Global brands like MAC and L’Oréal are great examples of companies branching out to locations outside their continent, as we can see in their efforts to establish themselves in African cities like Lagos and Abidjan. But to successfully tap into this growing market without missing the mark, you need to focus on hyper-localization. What makes each market unique?
Stats on the African Beauty Market
The specific figures change depending on the country. The Nigerian beauty market is set to be worth more than $2.2 billion by this time next year, according to Euromonitor International. Therefore, it is not at all surprising that major names are actively trying to include this country in their business dealings. BASF, an important pigment supplier to the beauty and cosmetics industry, has recognized the value this African nation has to offer and is opening its latest Application Technology Laboratory in the country.
Similarly, South Africa is another country with a booming beauty and personal care industry that often pops up on the radar of many beauty brands. However, the market in this country is vastly different from that in Nigeria. Since it is known as the gateway to the African continent, South Africa has traditionally attracted the most attention of all the African countries. But Cape Town beauty industry mogul, John Knowlton, has commented that the efforts of big brands have sometimes come off as misguided since they “don’t really understand the country.”

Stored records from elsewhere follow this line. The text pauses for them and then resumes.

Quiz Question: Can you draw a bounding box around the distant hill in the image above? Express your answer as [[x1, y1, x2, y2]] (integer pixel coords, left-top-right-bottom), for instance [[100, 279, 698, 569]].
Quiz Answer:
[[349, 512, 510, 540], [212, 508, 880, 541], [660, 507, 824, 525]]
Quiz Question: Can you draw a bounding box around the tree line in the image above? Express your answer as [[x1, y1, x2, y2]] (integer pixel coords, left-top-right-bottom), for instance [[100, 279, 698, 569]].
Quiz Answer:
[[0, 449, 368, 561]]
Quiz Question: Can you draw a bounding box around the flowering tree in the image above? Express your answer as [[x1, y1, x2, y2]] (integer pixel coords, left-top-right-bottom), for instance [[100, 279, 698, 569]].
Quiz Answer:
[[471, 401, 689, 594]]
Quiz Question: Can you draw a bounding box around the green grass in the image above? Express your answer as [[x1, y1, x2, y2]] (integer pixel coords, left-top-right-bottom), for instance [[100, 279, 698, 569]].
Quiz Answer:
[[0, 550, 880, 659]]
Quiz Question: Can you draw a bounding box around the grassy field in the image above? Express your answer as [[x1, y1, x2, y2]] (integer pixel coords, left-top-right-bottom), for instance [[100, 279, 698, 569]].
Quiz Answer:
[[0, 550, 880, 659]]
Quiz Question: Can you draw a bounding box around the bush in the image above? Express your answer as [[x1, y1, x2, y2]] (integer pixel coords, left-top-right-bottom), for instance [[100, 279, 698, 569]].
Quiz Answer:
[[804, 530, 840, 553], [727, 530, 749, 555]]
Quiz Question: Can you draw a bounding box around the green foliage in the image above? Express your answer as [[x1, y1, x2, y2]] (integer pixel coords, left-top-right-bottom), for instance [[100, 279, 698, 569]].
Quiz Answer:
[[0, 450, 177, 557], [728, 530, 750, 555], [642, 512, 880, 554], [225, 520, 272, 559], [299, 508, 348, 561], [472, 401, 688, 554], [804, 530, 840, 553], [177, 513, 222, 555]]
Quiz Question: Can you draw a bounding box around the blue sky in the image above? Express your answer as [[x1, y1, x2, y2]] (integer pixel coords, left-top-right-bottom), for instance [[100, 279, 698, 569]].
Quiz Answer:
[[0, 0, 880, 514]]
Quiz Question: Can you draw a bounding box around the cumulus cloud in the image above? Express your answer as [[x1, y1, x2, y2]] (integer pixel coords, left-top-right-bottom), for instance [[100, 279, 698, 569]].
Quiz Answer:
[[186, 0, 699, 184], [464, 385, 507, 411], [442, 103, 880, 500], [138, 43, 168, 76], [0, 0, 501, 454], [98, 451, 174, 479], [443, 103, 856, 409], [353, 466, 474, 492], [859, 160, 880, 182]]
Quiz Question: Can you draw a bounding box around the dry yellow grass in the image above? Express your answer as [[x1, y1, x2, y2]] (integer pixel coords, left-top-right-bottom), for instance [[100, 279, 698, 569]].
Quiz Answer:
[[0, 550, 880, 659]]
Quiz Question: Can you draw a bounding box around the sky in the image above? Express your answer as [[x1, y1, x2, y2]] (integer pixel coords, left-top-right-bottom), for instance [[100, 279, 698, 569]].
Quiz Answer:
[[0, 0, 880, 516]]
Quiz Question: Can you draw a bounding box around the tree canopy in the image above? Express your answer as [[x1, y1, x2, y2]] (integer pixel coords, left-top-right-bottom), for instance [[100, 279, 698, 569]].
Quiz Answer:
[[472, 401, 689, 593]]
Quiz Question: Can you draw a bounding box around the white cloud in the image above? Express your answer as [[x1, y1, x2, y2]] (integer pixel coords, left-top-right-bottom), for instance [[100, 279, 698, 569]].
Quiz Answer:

Implementing Marketing Strategies Internationally
Strategies that may be obvious in America will not necessarily translate effectively on another continent. Therefore, it is crucial to identify which approaches the local brands typically employ. One clear example is how influencer marketing differs in some African markets. Considering their infamous reputations, the sponsorship of actresses, TV stars, or musicians are infinitely more effective than peer-to-peer recommendations. If you’re trying to use the marketing strategies for beauty brands that you normally use in America, you’ll soon realize that a one-size-fits-all approach, like contacting a local social media star with a dedicated audience, will not produce the most ideal results.
How to Tap into the African Beauty Market
Tapping into the African beauty market is all about understanding what works in a specific country, and what doesn’t. Given the scale of the market alone, most beauty brands should already be pondering ways to manufacture products and provide a better service to African consumers, depending on the individual country and economy. But above all, beauty brands need to start venturing outside of their usual markets and target audiences, adapting to local marketing approaches, distribution methods, and any other aspect of the business.